The cardinal notes: “theologians should have urgently dealt with the movement in a serious and dispassionate, as Pope Pius X did with his encyclicals Pascendi Dominici Gregis and Lamentabili Sane.”

“But this is precisely what did not happen,” he said, the evolution of the Western world “made it sink into the catastrophe of the First World War. The old powers were replaced by communist and fascist dictatorships whose confrontation during the Second World War led to the almost total collapse of Europe.”

The Outbreak of the Crisis

The consequence was that “theology, in the first half of the 20th century, became less geared to the ‘fundamentals’ and more towards ‘contemporary movements.’” Thus, there was never a “thorough and comprehensive examination of the complex phenomenon of modernism” and the problem continued to smolder underground.

The crisis finally erupted in the 1950s: “it suffices to refer to the new theology to which Pius XII responded with his encyclical Humani generis.
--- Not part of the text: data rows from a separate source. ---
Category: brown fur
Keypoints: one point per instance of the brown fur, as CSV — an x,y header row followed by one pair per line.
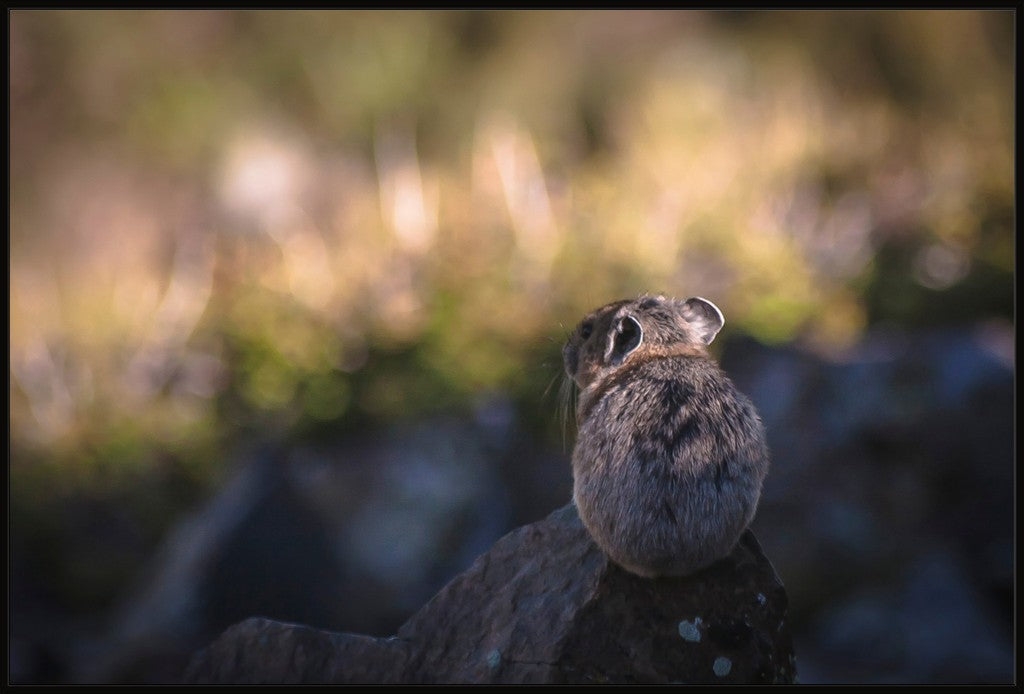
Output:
x,y
670,457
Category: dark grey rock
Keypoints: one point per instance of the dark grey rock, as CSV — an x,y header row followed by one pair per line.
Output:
x,y
544,605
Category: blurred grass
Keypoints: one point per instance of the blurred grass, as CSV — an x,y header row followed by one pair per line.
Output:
x,y
291,223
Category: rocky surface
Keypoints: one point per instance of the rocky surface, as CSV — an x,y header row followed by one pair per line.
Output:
x,y
544,605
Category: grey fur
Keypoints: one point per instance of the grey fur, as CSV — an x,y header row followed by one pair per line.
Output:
x,y
670,457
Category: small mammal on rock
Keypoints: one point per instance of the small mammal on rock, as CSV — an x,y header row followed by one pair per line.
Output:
x,y
670,457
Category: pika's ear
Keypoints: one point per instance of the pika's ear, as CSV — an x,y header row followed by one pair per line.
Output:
x,y
704,316
625,336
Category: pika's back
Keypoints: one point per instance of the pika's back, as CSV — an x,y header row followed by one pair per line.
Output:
x,y
670,458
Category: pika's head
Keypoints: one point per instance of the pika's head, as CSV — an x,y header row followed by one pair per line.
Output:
x,y
612,336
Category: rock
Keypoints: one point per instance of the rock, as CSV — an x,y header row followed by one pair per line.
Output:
x,y
544,605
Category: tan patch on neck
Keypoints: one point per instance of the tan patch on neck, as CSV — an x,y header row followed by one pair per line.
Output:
x,y
591,395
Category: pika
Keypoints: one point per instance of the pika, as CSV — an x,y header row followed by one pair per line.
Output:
x,y
670,458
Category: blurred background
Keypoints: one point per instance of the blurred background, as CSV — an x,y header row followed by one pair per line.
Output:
x,y
288,292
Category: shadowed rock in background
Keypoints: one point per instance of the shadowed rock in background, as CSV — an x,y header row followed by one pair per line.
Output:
x,y
544,605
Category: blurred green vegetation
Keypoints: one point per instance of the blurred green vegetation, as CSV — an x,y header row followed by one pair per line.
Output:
x,y
228,225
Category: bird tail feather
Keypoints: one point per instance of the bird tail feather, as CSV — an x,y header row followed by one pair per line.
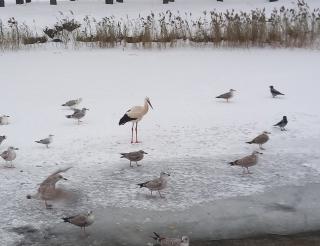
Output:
x,y
142,184
156,237
66,219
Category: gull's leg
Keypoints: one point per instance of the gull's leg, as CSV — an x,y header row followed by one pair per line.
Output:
x,y
160,194
243,170
132,132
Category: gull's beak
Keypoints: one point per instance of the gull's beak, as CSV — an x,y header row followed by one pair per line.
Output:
x,y
150,104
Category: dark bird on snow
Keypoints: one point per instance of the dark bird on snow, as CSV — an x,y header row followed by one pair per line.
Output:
x,y
227,95
282,123
274,92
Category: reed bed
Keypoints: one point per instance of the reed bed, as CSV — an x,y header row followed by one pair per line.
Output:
x,y
284,27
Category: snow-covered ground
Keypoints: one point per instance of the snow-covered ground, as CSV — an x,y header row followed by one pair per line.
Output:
x,y
189,133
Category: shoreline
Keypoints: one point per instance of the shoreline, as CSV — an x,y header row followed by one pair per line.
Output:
x,y
310,238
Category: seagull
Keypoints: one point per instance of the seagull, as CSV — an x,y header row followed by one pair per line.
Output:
x,y
227,95
183,241
156,184
4,120
282,123
82,220
134,115
9,154
261,139
134,156
274,92
47,189
46,141
2,138
72,103
78,114
247,161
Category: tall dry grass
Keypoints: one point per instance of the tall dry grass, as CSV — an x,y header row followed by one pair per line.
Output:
x,y
296,27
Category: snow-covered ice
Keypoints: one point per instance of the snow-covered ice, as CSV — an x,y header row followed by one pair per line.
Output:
x,y
189,133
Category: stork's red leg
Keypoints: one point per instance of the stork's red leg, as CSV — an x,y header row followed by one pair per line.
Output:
x,y
137,132
132,133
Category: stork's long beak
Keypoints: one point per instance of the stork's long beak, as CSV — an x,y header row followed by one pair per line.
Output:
x,y
150,104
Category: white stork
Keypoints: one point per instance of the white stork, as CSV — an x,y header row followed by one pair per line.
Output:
x,y
134,115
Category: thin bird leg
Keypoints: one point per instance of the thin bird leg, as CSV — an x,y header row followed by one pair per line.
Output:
x,y
132,132
243,170
137,132
160,194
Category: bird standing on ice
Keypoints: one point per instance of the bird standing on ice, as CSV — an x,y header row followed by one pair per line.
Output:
x,y
9,154
78,114
134,156
2,138
47,189
227,95
274,92
72,103
81,220
247,161
261,139
282,123
163,241
134,115
46,141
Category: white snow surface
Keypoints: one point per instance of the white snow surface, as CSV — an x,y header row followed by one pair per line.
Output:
x,y
189,133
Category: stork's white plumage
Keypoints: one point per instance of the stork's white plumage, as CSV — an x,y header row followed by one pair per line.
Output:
x,y
134,115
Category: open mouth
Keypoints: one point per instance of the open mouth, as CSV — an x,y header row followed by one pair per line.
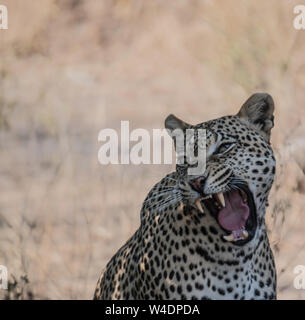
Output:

After [the Council], the now graying generation of [the cultural revolution of] 1968, which again set the tone in Frankfurt, attempted to change the course of events.”

But this attempt led to “the German Church being transformed into an NGO, with humanitarian and cultural objectives.” It is an effort “limited to the here and now, circling around itself, superfluous.”

The Real Solution Is Elsewhere

The cardinal then recalls that “religion is the way in which the man recognizes his Creator and meets him.” ‘Religion’ is not a monologue, but essentially a dialogue.”

This truth “is still at the level of natural religion, which stems from the recognition of finitude, of the created nature of man and which founds a relationship of adoration and devotion to the Creator.”

But, wonders the cardinal with astonishment: “have these evidences been lost for the fellow Frankfurt travelers? Do the ‘synodals’ not realize that they are on a wrong track that is lost in nothingness?”

And he draws the sad conclusion: “In the end, the result of the ‘Synodal Path’ enterprise is fatal: for a long time, there has been no mention in the Frankfurt texts of falsehood or heresy. In these texts, of course, little is said about God. But God the Father, the Son and the Holy Spirit are simply no longer there.”